8. Depuis une mise à jour logicielle effectuée le 15 avril 2015, tous les appareils électroniques utilisés par les agents verbalisateurs font apparaître sur la page présentée au contrevenant, en cas d'infraction entraînant retrait de points, l'ensemble des informations exigées par la loi. Dès lors, pour les infractions constatées à compter de cette date, la signature apposée par l'intéressé et conservée par voie électronique établit que ces informations lui ont été délivrées. La mention certifiée par l'agent selon laquelle le contrevenant a refusé d'apposer sa signature sur la page qui lui était présentée possède la même valeur probante.
9. Il résulte de l'instruction, en particulier du relevé d'information intégral et des procès-verbaux produit en défense, d'une part, que l'infraction commise le 16 octobre 2020, correspondant au franchissement d'une ligne continue, a fait l'objet d'un procès-verbal dressé à l'aide d'un appareil électronique que M. A a signé, d'autre part, que l'infraction commise le 5 mai 2020, correspondant à un excès de vitesse d'au moins 30 km/h et inférieur à 40 km/h, a fait l'objet d'un procès-verbal dressé à l'aide d'un appareil électronique et que M. A a refusé de signer le procès-verbal constatant cette infraction. Dès lors que cette infraction a été constatée après le 15 avril 2015, la mention " refus de signer " apposée par l'agent verbalisateur revêt la même valeur probante que la signature apposée par le contrevenant. Par suite, le ministre de l'intérieur établit que l'ensemble des informations exigées lui ont été délivrées.
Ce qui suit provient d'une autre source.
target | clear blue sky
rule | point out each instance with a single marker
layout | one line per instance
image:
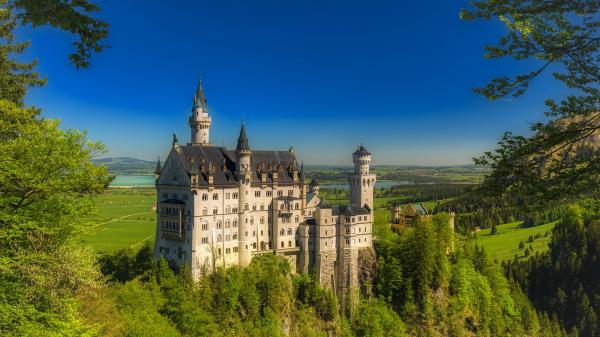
(320, 75)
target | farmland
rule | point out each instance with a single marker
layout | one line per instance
(505, 244)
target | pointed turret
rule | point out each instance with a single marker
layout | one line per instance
(200, 120)
(158, 169)
(200, 100)
(243, 144)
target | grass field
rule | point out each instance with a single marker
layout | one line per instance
(505, 244)
(125, 219)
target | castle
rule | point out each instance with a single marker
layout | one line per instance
(220, 207)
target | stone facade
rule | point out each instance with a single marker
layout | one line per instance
(221, 207)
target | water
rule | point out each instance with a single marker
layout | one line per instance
(145, 181)
(132, 181)
(378, 184)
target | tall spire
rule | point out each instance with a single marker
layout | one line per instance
(200, 121)
(200, 99)
(243, 144)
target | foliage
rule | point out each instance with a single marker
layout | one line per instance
(564, 281)
(560, 159)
S'agissant des infractions commises les 6 février 2017, 19 avril 2018 et 11 mars 2021 :
10. Les dispositions portant application des articles R. 49-1 et R. 49-10 du code de procédure pénale en vigueur à la date des infractions litigieuses, notamment celles des articles A. 37-15 à A. 37-18 de ce code issues de l'arrêté du 13 mai 2011 relatif aux formulaires utilisés pour la constatation et le paiement des contraventions soumises à la procédure de l'amende forfaitaire, prévoient que lorsqu'une contravention soumise à cette procédure est constatée par un procès-verbal dressé avec un appareil électronique sécurisé, sans que l'amende soit payée immédiatement entre les mains de l'agent verbalisateur, il est adressé au contrevenant un avis de contravention, qui comporte une information suffisante au regard des exigences des articles L. 223-3 et R. 223-3 du code de la route, une notice de paiement qui comprend une carte de paiement et un formulaire de requête en exonération. Dès lors, le titulaire d'un permis de conduire à l'encontre duquel une infraction au code de la route est relevée au moyen d'un appareil électronique sécurisé et dont il est établi, notamment par la mention qui en est faite au système national des permis de conduire, qu'il a payé, à une date postérieure à celle de l'infraction, l'amende forfaitaire correspondant à celle-ci, a nécessairement reçu l'avis de contravention. Eu égard aux mentions dont cet avis est réputé être revêtu, l'administration doit être regardée comme s'étant acquittée envers le titulaire du permis de son obligation de lui délivrer les informations requises préalablement au paiement de l'amende, à moins que l'intéressé, à qui il appartient à cette fin de produire l'avis qu'il a nécessairement reçu, ne démontre s'être vu remettre un avis inexact ou incomplet.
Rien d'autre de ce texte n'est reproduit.